Supply Chain Intermediaries and Marine Cargo Claims
Intermediaries serve an important function since, without them, it would be nearly impossible for companies to deliver their products to the end user. These freight forwarders can provide services without the need to own or control the entire supply chain. The use of these intermediaries helps to serve many of the critical functions associated with reducing transaction costs, as well as diversifying risks and exposures associated with the transportation of goods.
Problems can and will occur during transit from time to time, so there is a definite need for cargo insurance to address any marine cargo claims filed. This serves as protection to supply chain intermediaries. Distribution of goods is an important part of US commerce, and these intermediaries are generally independent companies or organizations within the channel that make products available to consumers.
Supply chain agencies face difficult challenges
Any number of transit risks can be quite costly, and can range from something as simple as rough handling of goods resulting in damage, to theft, accidents or collisions, non-delivery due to jettison (the act of casting goods from a vessel or aircraft to lighten or stabilize it), or natural disasters, just to name a few of the concerns.
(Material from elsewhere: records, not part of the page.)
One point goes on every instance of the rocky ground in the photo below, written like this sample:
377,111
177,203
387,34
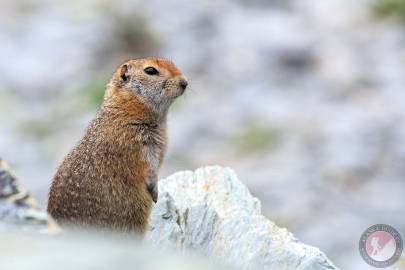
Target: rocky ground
304,99
207,214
There are four main types of intermediary: agents, wholesalers, distributors, and retailers. Agents, or brokers, are individuals or companies that act as an extension of the manufacturing company whose main job is to represent the producer to the final user in selling a product.
Wholesalers, on the other hand, take title to the goods and services that they serve as intermediaries for. They are independently owned and own the products that they sell as well. They buy merchandise in bulk and store the products in their own warehouses until the time comes to resell them to other intermediaries.
A distributor will usually align him or herself to complementary products and therefore can maintain a closer relationship with their suppliers, while retailers, both mom and pop stores, along with large chains like Target and Walgreens, purchase products from market intermediaries and sell them directly to the end user for a profit.
When a loss occurs, whether due to intermediaries who cannot deliver on time, or experience issues or incidents that result in a loss of cargo, marine cargo claims will often be the result. Its important to have insurance for supply chain intermediaries to help cover any losses.